Now we were assured, again by employees of US Airways, that our luggage would be placed on the next flight to Cleveland. However, when I returned the rental car and went to inquire about our luggage, I found that this too was a convenient, borderline malicious, falsehood. Our bags showed up, damaged, 72 hours later.
I am demanding compensation for having to endure this trial. There is no excuse for the way US Airways repeatedly lied to us and their other customers, and there is no excuse for the Faustian chaos that is the Philadelphia International Airport. It should not be an unreasonable expectation that buying an airline ticket means that you will fly to your destination within 24 hours of the time printed on the ticket.
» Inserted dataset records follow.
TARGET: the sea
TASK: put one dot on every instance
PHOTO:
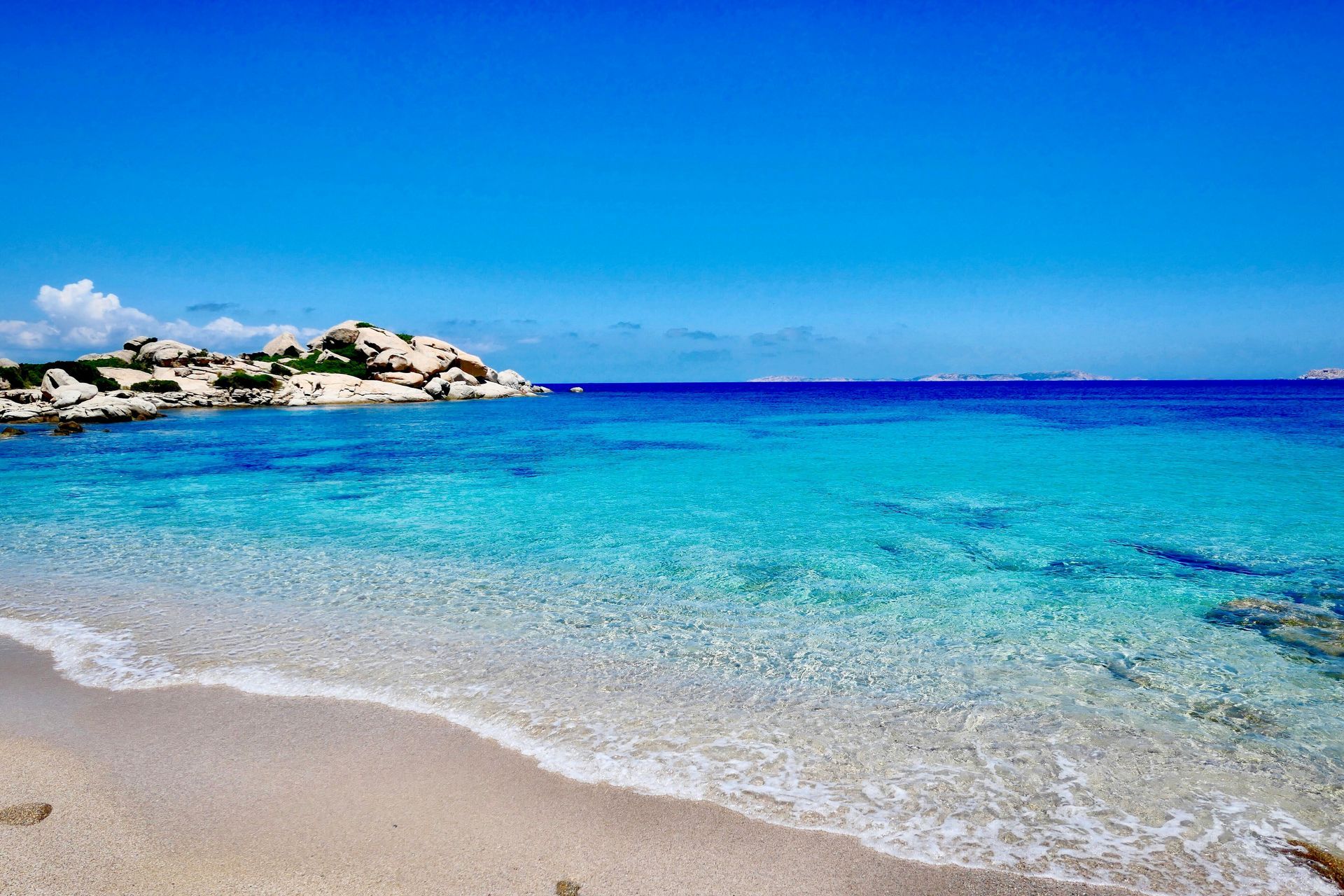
(1082, 630)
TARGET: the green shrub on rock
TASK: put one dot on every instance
(353, 365)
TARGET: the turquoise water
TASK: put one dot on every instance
(969, 624)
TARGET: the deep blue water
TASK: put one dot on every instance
(1077, 629)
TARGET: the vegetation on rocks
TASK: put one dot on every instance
(156, 386)
(354, 365)
(239, 379)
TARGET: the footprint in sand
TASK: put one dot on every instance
(24, 814)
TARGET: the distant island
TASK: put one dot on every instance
(351, 363)
(946, 378)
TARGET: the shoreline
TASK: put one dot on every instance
(206, 789)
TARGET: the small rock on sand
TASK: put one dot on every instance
(26, 814)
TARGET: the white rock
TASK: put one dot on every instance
(401, 378)
(457, 375)
(371, 340)
(74, 394)
(470, 365)
(187, 379)
(463, 391)
(15, 413)
(167, 351)
(343, 333)
(342, 388)
(121, 355)
(483, 390)
(283, 344)
(511, 379)
(430, 344)
(54, 381)
(496, 390)
(109, 409)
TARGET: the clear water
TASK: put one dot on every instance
(965, 624)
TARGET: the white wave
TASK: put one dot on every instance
(907, 820)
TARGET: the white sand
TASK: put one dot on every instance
(204, 790)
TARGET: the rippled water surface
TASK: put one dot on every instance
(1085, 630)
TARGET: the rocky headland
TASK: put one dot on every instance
(353, 363)
(945, 378)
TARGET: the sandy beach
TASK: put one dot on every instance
(206, 790)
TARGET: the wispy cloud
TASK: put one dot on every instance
(705, 356)
(80, 316)
(790, 335)
(680, 332)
It should not be an unreasonable expectation that checked baggage will make it to its destination within 48 hours. It should not be an unreasonable expectation that, when an airline screws up so badly, and so repeatedly, that it can at the very least provide compensation for the costs it has inflicted on its customers.
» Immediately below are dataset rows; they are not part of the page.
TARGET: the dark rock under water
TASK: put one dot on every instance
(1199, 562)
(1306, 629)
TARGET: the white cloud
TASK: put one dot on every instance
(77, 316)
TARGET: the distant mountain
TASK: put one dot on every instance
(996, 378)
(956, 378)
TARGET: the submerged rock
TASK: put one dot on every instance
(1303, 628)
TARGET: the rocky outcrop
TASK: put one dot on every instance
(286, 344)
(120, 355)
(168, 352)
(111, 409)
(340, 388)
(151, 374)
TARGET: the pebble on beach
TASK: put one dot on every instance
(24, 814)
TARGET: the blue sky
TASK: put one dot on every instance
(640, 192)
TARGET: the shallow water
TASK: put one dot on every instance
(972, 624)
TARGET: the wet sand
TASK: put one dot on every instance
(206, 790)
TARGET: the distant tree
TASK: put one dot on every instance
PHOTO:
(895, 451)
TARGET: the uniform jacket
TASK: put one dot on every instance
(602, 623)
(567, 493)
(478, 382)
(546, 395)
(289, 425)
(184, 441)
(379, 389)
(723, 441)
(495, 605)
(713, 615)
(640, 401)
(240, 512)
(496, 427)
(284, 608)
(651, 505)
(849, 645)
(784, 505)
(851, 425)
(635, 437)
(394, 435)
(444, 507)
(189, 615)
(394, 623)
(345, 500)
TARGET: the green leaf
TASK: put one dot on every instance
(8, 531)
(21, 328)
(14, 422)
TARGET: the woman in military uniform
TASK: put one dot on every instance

These are the costs that US Airways has inflicted upon me and my wife. First is the cost you charged us for our non-existent connecting flight, about $150. Second is the cost of our car rental from Philadelphia to Cleveland, $216. Third is the cost of our hotel stay on our way home, this was $102. Then, because of the delay returning home, and more importantly because of the failure of your workers in being forthcoming about the impossibility of getting a flight back to Cleveland— had they been truthful, we would have left hours earlier and returned home late on the 29th and not the afternoon of the 30th— we have lost one day of wages which amounts to $355. Fourth, is the damage to our luggage, the bags will take $99 to replace.
In other words, US Airways has cost my family close to $900. In return for that sum we will be willing to forgo any future action against US Airways by us, or on our behalf. I expect to hear from US Airways in a timely manner, by the 10th of August 2007 at the latest.